Wednesday, May 05, 2010

Everything Old Is New Again



I've been having some odd thoughts as I have watched the city of Nashville experience a devastating flood.
  • My father was a college professor in Arkansas when my brother and I were growing up. And, for about four months in 1973, the whole family lived in Nashville while my father was on his sabbatical.

    Obviously, that was many years ago. I don't think I've been in Nashville since that time. But I did live there for awhile. Many things have changed — but not the names of streets and waterways and buildings that were standing then and still stand today. Hearing the names brings back memories I haven't thought about in a long time.

    For example, one of the buildings that was standing when my family lived in Nashville was Ryman Auditorium, the original home of the Grand Ole Opry.

    For more than 30 years, Ryman was the Mecca of country music. The Grand Ole Opry show made Ryman, which began its existence as a tabernacle, its permanent home in the 1940s, and just about everyone who ever amounted to anything in country music performed there at some time during the next three decades.
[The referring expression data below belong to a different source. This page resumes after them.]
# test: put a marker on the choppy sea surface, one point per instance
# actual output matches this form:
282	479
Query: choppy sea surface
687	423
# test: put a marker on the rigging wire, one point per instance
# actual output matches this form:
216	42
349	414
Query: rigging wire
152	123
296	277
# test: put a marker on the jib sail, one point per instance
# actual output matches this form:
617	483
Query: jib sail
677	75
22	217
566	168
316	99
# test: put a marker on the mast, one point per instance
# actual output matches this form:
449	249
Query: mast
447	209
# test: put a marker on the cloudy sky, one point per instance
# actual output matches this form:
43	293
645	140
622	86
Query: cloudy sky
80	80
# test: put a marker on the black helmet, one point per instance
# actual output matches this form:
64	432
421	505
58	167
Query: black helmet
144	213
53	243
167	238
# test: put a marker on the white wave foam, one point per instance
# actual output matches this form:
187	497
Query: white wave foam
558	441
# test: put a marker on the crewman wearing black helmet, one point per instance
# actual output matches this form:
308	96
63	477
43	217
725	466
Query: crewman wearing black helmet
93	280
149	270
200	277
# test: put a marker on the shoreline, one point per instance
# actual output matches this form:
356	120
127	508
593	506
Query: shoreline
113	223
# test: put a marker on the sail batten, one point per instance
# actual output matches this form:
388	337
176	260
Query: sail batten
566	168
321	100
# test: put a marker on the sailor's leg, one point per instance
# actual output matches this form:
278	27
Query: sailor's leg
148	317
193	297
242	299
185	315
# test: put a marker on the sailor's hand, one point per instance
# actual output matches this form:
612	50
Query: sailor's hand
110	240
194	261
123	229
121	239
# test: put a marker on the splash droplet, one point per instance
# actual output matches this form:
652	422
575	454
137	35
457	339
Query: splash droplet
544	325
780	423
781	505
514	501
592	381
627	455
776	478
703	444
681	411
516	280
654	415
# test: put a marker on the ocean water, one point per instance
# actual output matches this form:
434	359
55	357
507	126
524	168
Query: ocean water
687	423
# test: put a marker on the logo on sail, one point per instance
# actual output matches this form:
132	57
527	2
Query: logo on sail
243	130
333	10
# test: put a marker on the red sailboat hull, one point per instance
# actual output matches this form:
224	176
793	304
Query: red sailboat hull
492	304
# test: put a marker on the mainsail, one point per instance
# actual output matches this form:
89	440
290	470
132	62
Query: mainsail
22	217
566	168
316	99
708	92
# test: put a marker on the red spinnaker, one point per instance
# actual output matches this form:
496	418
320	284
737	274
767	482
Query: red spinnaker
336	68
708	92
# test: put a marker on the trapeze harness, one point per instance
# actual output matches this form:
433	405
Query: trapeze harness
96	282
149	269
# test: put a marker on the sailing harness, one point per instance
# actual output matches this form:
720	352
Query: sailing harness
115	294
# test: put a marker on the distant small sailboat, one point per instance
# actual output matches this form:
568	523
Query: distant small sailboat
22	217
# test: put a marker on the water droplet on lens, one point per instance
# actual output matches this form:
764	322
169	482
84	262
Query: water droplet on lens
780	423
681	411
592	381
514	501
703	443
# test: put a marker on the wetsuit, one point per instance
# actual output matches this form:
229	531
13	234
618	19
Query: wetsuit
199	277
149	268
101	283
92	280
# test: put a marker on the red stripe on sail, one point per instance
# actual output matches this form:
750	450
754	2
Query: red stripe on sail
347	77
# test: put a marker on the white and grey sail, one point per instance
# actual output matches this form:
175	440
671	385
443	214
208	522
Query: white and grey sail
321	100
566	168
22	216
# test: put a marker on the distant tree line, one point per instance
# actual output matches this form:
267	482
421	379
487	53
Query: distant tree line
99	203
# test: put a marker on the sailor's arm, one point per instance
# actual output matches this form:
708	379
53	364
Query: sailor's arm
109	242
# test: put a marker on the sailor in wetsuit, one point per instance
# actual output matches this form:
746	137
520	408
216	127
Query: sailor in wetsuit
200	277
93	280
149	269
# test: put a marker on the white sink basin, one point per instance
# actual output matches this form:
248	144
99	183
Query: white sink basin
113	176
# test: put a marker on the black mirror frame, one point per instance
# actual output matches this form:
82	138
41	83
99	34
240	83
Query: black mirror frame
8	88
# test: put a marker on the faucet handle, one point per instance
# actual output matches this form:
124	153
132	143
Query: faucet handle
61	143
    But, as it turned out, the Opry relocated to a larger facility that was part of Opryland the year after my family left Nashville. And, for nearly 20 years, Ryman stood empty and unused, until Emmylou Harris came to do some shows in 1992 and made an album of the songs she sang there. Apparently, that revived local interest in the place (which is known as "the Mother Church of Country Music"), and it was restored for use as a performance venue and a museum.

    Now, the Grand Ole Opry House and other local landmarks have been submerged in floodwater. As a result, the Grand Ole Opry is returning to Ryman for weekend shows, apparently indefinitely

  • It seems ironic, to me, that this should happen at this time. It was 15 years ago today that my mother died in a flash flood here in Dallas. And this flood seems to have caught Nashville as much by surprise as the one that struck Dallas in 1995.
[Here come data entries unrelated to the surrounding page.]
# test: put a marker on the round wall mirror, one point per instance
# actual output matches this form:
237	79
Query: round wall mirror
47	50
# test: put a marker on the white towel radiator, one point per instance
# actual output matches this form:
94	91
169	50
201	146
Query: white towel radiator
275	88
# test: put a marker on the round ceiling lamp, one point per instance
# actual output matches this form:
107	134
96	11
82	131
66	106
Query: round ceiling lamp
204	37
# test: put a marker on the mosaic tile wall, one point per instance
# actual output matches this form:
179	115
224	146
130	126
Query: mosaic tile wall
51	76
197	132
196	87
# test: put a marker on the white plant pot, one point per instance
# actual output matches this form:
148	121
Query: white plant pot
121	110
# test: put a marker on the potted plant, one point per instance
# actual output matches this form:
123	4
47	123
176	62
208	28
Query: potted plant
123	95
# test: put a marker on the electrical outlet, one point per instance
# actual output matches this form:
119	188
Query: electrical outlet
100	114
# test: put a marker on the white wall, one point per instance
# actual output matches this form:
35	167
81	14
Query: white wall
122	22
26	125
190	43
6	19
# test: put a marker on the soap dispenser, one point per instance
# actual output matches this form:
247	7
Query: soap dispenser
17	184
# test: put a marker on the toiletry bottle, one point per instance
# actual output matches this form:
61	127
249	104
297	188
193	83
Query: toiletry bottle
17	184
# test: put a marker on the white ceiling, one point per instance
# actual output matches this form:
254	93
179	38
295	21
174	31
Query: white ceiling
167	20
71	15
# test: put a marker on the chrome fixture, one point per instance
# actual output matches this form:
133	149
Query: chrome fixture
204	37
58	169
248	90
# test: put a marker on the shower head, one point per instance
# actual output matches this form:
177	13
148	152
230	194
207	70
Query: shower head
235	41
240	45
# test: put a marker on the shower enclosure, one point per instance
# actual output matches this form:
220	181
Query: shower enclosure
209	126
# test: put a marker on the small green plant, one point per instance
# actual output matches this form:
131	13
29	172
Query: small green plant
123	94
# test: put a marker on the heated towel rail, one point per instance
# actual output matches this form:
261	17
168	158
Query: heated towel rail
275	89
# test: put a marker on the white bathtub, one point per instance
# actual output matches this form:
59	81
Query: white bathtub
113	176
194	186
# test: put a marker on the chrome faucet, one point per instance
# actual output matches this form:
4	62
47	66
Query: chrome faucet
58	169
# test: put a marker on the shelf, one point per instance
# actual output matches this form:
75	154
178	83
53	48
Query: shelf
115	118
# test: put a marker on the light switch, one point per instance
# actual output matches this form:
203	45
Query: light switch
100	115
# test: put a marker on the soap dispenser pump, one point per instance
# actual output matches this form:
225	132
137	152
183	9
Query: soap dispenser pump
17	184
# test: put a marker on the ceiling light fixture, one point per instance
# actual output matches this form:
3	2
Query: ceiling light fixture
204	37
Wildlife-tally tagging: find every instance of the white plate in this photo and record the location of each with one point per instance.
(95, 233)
    I always had the feeling that Mom really enjoyed the time we spent in Nashville. And, while I would never say that she — or I — had much interest in the Opry, I guess we developed a kind of a local interest in it and the people who performed there.

    I will always remember that she seemed genuinely sorry that David Akeman ("Stringbean" in the attached video clip) and his wife were ambushed and murdered on their rural Tennessee property about a month before we moved back to Arkansas. Perhaps that is why I make a mental connection between Mom and Nashville.

  • Well, things sort of seem to have come full circle now.

    I never got to see an Opry show when I lived in Nashville, but I hope those who see one at Ryman while Opryland is being restored appreciate the rare opportunity they are being given to experience the Opry the way so many experienced it back in the day.
And I hope that Nashville — and the Gulf of Mexico — recover faster than most people think they will.